Doesn't everyone know that showers waste water? When it comes to those easy lists of how-to-go-green without pain, shorter showers and fewer baths top the chart.

But not in jolly old England, where people are taking 8-minute-long showers, according to a recent survey on showering habits. What do they do in there for so long?

Performed by Unilever, the survey reveals some interesting details on the nation's private life.

A survey of 2,600 showers taken by 100 families over a 10-day period found that the average shower lasted 8 minutes--much longer than the assumed time of five minutes for a shower. At that length, the shower used almost as much water and energy as the average bath and cost twice as much a year in water and electricity costs.

Apparently, an 8 minute shower used 62 litres of hot water, compared with an average bath's 80 litres. And if people used a power shower then the 8 minute shower used twice as much water and energy as a bath.

The findings have important implications because Unilever has estimated that around 95% of the greenhouse gases associated with shampoos, soaps and shower gels come from people using hot water when showering. It hopes that the new study will provide better understanding of shower behaviour which will help it develop solutions and products to counter this.

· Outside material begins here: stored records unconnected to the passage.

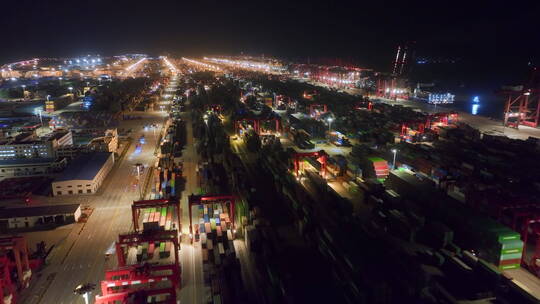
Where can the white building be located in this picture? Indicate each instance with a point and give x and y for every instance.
(29, 146)
(28, 217)
(84, 175)
(30, 167)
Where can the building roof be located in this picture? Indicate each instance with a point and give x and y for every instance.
(38, 211)
(26, 161)
(84, 167)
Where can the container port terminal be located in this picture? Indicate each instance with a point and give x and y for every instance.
(239, 183)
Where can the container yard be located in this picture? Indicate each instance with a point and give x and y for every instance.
(148, 259)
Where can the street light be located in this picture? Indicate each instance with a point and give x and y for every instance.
(394, 162)
(38, 111)
(84, 290)
(138, 166)
(329, 123)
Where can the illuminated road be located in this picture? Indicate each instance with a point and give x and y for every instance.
(80, 258)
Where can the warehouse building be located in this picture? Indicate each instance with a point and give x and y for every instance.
(27, 145)
(84, 175)
(28, 217)
(25, 167)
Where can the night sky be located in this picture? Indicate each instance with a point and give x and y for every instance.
(491, 40)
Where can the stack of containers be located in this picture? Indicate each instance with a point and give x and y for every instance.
(160, 218)
(380, 166)
(504, 249)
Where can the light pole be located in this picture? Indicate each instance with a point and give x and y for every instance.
(138, 166)
(394, 162)
(329, 123)
(84, 290)
(39, 114)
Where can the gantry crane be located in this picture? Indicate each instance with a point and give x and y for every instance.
(210, 199)
(321, 158)
(132, 239)
(522, 106)
(137, 205)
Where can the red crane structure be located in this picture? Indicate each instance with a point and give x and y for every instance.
(8, 289)
(132, 239)
(17, 245)
(441, 119)
(313, 109)
(118, 280)
(210, 199)
(216, 108)
(137, 205)
(124, 297)
(522, 106)
(17, 260)
(321, 158)
(254, 122)
(275, 120)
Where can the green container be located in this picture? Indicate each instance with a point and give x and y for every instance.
(512, 250)
(508, 236)
(511, 256)
(507, 267)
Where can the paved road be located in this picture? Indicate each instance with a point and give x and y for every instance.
(193, 289)
(80, 258)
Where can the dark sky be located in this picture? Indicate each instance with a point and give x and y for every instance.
(490, 36)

As for showering habits by sex: 12-year-old boys spent longest in the shower, averaging 9  minutes and 41 seconds. Girls were in and out in just 6 minutes and 34 seconds until the teenage years when their time rose to 9 minutes and 21 seconds.

Women were better multi-taskers: (what a surprise) taking shorter showers and brushing their teeth and shaving their legs at the same time. They spent 7 minutes 39 seconds on average during the week, while on Saturdays they took 8 minutes 55 seconds.

Men spent 8 minutes 5 seconds showering during the week.